Branched Chain Amino Acids and Exercise

Question:

I have a plan for 2013 to increase my muscle mass a bit and have started researching some of the vegan fitness sites. One suggestion is to take a branched chain amino acids (BCAA) supplement right before and after workouts. Is there research showing it to be useful? Are there any health drawbacks? Are there any known vegan brands?

Answer:

There are three BCAA: leucine, isoleucine, and valine.
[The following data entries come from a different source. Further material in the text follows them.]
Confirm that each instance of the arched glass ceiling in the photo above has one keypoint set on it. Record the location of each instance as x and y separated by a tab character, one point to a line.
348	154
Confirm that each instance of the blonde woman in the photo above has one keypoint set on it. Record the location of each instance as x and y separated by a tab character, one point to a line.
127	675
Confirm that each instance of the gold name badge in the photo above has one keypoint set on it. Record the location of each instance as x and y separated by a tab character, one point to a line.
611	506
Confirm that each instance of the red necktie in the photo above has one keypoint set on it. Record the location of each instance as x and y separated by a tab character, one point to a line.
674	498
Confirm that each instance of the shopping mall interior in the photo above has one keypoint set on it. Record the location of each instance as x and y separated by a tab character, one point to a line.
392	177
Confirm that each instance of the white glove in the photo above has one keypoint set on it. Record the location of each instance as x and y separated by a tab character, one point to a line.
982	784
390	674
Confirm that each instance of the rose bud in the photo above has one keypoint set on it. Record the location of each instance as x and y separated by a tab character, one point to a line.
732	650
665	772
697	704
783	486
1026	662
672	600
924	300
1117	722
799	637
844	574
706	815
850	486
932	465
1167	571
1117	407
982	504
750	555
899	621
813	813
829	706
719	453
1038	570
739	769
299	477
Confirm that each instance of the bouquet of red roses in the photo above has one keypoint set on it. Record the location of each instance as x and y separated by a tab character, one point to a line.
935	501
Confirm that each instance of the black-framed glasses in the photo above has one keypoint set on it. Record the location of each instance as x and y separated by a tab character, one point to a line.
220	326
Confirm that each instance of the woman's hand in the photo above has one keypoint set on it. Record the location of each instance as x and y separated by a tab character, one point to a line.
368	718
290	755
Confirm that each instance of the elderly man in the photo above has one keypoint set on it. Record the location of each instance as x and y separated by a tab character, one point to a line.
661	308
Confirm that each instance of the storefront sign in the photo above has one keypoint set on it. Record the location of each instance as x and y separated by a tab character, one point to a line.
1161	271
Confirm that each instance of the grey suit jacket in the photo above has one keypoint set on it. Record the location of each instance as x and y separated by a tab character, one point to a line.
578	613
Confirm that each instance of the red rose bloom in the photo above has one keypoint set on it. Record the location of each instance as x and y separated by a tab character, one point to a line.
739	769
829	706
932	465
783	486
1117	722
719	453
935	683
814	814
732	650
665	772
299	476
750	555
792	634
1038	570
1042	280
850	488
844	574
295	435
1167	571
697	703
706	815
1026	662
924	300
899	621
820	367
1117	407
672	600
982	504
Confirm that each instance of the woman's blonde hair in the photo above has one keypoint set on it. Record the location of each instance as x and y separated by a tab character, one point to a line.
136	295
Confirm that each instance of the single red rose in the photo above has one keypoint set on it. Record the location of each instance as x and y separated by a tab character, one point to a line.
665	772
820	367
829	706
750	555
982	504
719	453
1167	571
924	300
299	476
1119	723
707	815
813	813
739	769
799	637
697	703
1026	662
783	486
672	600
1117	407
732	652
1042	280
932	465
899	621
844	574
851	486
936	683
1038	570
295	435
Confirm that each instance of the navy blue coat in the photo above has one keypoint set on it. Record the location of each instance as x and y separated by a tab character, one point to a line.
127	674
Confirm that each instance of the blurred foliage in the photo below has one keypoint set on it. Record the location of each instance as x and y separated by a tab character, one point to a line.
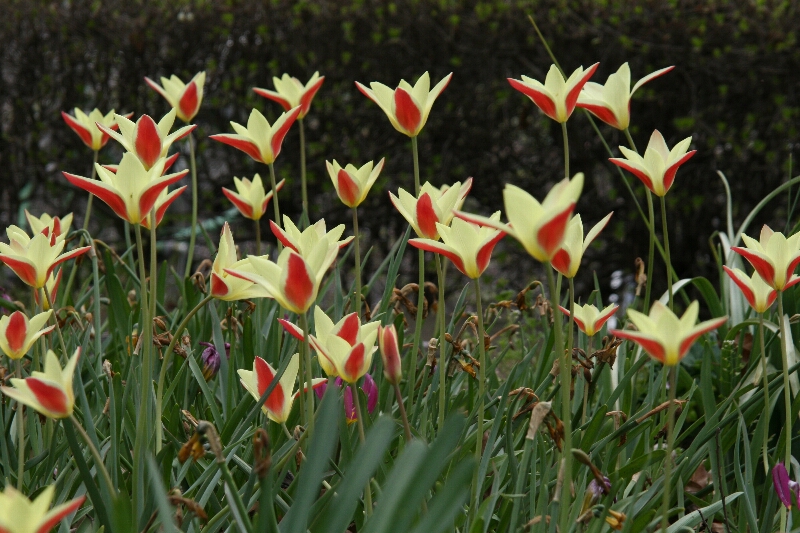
734	90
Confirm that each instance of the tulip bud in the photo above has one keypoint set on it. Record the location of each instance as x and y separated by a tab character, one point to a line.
390	352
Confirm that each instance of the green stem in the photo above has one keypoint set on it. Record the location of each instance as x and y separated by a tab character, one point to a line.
670	446
303	169
193	237
162	377
442	343
357	250
666	249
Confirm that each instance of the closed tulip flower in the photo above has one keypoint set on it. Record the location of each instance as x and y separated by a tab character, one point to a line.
556	97
663	335
250	197
49	392
290	92
539	227
145	139
259	139
18	514
568	259
407	107
774	256
86	126
353	184
185	98
133	190
659	165
17	333
590	319
433	205
611	102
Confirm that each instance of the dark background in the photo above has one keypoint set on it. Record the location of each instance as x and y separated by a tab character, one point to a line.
733	90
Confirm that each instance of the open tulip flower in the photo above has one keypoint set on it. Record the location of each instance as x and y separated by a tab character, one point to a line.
259	139
133	190
279	403
20	515
34	259
145	139
185	98
773	256
290	92
538	227
590	319
557	97
225	286
568	259
758	294
353	184
407	107
304	241
17	333
663	335
86	126
294	280
433	205
611	102
250	197
49	392
469	246
49	225
659	165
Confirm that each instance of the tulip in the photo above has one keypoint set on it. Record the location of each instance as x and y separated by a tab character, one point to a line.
279	403
259	139
538	227
304	241
589	319
469	246
250	198
225	286
86	126
568	259
390	353
47	224
34	259
773	256
290	92
659	165
185	98
17	333
145	139
758	294
294	280
49	392
407	107
20	515
432	205
353	184
557	97
133	190
611	102
663	335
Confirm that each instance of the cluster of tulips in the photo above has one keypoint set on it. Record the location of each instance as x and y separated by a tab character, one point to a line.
138	191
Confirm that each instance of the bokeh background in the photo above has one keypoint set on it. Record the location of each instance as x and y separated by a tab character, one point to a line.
734	91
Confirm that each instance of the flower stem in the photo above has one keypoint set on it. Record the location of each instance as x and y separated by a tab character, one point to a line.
442	343
193	237
357	250
670	446
666	249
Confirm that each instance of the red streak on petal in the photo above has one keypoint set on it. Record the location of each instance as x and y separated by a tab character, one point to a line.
52	398
406	111
16	331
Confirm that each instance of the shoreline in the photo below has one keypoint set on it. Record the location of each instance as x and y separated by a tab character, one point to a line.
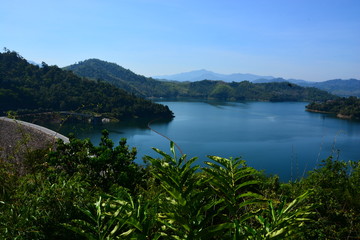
338	115
44	130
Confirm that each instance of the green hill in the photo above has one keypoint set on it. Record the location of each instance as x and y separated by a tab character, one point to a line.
28	88
348	108
125	79
206	89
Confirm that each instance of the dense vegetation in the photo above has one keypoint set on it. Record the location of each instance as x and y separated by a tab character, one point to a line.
28	88
206	89
342	107
344	88
82	191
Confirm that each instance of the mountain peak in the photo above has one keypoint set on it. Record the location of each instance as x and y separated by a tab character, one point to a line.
202	74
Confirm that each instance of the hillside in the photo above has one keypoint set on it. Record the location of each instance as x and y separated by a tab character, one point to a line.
203	74
27	88
123	78
343	88
206	89
347	108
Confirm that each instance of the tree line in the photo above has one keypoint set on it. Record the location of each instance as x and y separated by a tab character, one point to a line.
342	107
206	89
27	88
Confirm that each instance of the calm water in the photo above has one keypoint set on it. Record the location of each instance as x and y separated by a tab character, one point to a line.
280	138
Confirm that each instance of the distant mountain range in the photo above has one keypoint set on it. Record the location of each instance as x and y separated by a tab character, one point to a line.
205	89
350	87
203	74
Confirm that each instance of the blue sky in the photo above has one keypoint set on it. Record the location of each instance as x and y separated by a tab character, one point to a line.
314	40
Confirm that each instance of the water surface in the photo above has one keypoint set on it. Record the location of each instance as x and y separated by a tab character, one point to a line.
279	138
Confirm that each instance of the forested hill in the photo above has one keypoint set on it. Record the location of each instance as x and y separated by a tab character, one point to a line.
25	88
206	89
123	78
348	108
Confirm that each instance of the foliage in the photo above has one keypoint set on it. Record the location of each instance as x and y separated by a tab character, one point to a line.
206	89
103	166
348	107
336	186
27	88
82	191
They are essential amino acids (the body doesn’t synthesize them on its own), but are found prevalently in plant foods.

In their position paper, Nutrition and Athletic Performance, the American College of Sports Medicine (ACSM) and the Academy of Nutrition and Dietetics (AND) list BCAA in the category of “Ergogenic aids that do not perform as claimed.” (Ergogenic aid means something that increases the ability to exercise.)

Nancy Clark’s Sports Nutrition Guidebook (2003) doesn’t even list BCAA in the index, which is rather surprising given how often I get the question about them (three times in the last few weeks).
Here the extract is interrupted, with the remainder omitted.